En Loire-Atlantique se reproduisent les tendances nationales. La moyenne de la participation est restée faible pour un scrutin de proximité. Elle s’explique par la faible mobilisation des quartiers populaires dans les plus grandes villes (Nantes et Saint-Nazaire) mais aussi par l’absence de diversité de listes dans près de la moitié des communes du département où il n’y avait qu’une seule liste. Dans ces communes, comme dans d’autres communes périurbaines la question de l’intercommunalité a été absente des campagnes électorales. Pourtant, les Communautés de Communes ou d’Agglomérations gèrent des services publics locaux du quotidien de territoires souvent excentrés : politique des déchets, eau et assainissement, mobilités… Dans les territoires diffus, la distance mise entre les citoyens et ce lieu de décision n’y est pas pour rien.

S’il n’y a pas de vainqueur clair, la droite a progressé notamment dans des villes de la métropole nantaise où elle gagne à la gauche Couëron, La Chapelle-sur-Erdre, Les Sorinières, Bouaye et Orvault. Elle renforce également ses positions dans les territoires ruraux parfois avec une étiquette politique assumée mais aussi sous l’appellation « sans étiquette ». C’est l’une des conséquences de la crise politique. Il était plus confortable pour beaucoup de candidat-e-s d’apparaître sans affiliation plutôt que mêlés au bilan politique du gouvernement et aux jeux politiciens nationaux qui suscitent du rejet.

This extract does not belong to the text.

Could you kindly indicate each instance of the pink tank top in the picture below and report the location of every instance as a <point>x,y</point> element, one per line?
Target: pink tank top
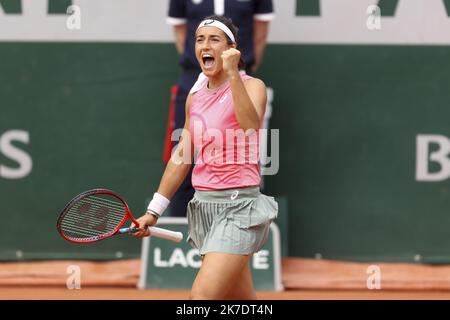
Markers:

Le RN n’a pas réussi à s’implanter et à conquérir officiellement de municipalités. Il comptait prendre Donges, Herbignac ou Pornic, mais partout ils ont obtenu des scores bien en deçà de leurs espoirs. Le RN n’est donc pas le vainqueur attendu !

La macronie enregistre des revers significatifs. D’abord parce qu’elle était peu présente sur les listes mais surtout parce qu’elle comptait sur une victoire à Nantes pour réussir à prendre la tête de la métropole. Les amis d’Emmanuel Macron n’auront pas l’implantation locale espérée.

À gauche, outre les pertes importantes dans la métropole nantaise pour toute l’union de la gauche (PS, EELV, PCF), il n’y a pas eu de chamboulements significatifs ailleurs. Fait important, la gauche remporte Donges pourtant promise au RN. Les tentatives de LFI pour conquérir ou faire perdre de nombreuses villes déjà à gauche n’auront pas eu les effets escomptés même si Couëron bascule à droite à cause du maintien de la liste LFI au 2e tour. À Nantes, les mélenchonistes ont passé un accord technique pour le 2e tour mais seront dans l’opposition durant le mandat.

À l’issue de ce scrutin les communistes de Loire-Atlantique disposent d’une trentaine d’élus dans le département et seront des points d’appui pour les populations à Carquefou, Couëron, Gorges, Montoir-de-Bretagne, Nantes, Préfailles, Rezé, Saffré, Saint-Herblain, Saint-Jean-de-Boiseau, Saint-Julien-de-Concelles, Saint-Nazaire ou Vertou. Cette implantation et le tissu militant qu’ils représentent en font un parti qui compte en Loire-Atlantique.